Some differences between fermentation & respiration (aerobic or anaerobic):
1. Fermentation generates fewer ATP per molecule of substrate. (ex. E. coli can produce 38 ATP/molecule of glucose by aerobic respiration, but only 3 ATP by fermentation.)
2. Because many molecules of substrate must be metabolized to supply a cell’s ATP requirements, the substrate must be in abundance in order for the microbe to grow.
3. Sugars are usually the only substrate that can be used in fermentation.
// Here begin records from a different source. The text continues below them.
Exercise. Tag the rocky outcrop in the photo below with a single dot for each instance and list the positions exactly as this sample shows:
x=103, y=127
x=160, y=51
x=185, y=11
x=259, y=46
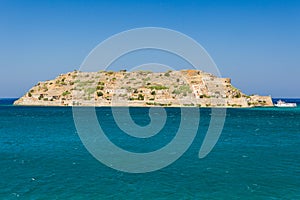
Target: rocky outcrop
x=140, y=88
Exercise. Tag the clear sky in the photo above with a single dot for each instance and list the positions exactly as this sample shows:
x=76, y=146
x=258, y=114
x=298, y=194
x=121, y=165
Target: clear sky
x=256, y=43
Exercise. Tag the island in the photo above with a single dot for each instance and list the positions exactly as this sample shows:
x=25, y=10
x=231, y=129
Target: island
x=185, y=88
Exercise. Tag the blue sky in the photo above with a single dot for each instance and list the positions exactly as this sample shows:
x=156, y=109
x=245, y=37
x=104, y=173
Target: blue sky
x=256, y=43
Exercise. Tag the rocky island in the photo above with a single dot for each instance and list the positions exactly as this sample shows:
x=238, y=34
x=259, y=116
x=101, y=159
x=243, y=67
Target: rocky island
x=140, y=88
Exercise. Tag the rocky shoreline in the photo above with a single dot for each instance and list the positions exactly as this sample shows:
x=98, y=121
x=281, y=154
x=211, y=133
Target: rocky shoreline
x=185, y=88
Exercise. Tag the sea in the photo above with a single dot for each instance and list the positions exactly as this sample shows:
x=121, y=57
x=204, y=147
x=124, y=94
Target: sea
x=256, y=157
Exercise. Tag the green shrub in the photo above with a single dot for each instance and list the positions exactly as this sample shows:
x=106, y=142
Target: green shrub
x=100, y=87
x=99, y=94
x=66, y=93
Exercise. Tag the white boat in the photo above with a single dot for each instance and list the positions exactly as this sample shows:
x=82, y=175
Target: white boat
x=284, y=104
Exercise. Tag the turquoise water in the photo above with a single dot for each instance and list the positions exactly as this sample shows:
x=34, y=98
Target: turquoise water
x=256, y=157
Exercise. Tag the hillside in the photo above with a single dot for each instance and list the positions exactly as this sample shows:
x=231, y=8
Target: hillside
x=140, y=88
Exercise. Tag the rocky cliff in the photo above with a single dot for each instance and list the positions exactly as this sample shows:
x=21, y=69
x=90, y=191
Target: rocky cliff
x=140, y=88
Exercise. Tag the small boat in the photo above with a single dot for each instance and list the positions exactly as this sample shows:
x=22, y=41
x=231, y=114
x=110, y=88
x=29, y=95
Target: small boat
x=284, y=104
1. Lactic Acid Fermentation – This type of fermentation is carried out by lactic acid bacteria, the microbes that cause milk to sour (used to produce yogurt & buttermilk). Muscle tissue of animals also carries out lactic acid fermentation, when deprived of oxygen (during strenuous exercise – this is what makes your muscles sore). Steps:
1. Glycolysis – Glucose is metabolized to produce 2 molecules of pyruvic acid (a little ATP & NADH is also produced).
2. Pyruvic Acid Oxidation – pyruvic acid is oxidized to lactic acid using NADH, thus using up the reducing power stored in glycolysis.
Parts of the Kreb’s cycle & Pentose Phosphate pathway are used to help generate the 12 precursor metabolites; they cannot all be formed in fermentation.
2. Alcoholic Fermentation
This type of fermentation is typical of yeast, a type of fungi. In this pathway, pyruvic acid is converted to carbon dioxide and ethanol.
glucose à pyruvic acid à carbon dioxide + ethanol
V. Nutritional Classes of Microorganisms
Microbes are classified according to nutritional class, which depends on 2 factors:
1.) How it generates ATP & reducing power: chemo- (from oxidation of inorganic compounds like sulfur nitrite, ammonia, iron) or photo- (sun)
2.) The source of carbon atoms it uses to make precursor metabolites: auto- (obtain carbon from carbon dioxide) or hetero- (obtain carbon from organic compounds like carbs, proteins, lipids, etc.)
Can have combinations of all of these:
chemoautotrophs, chemoheterotrophs, photoautotrophs, photoheterotrophs.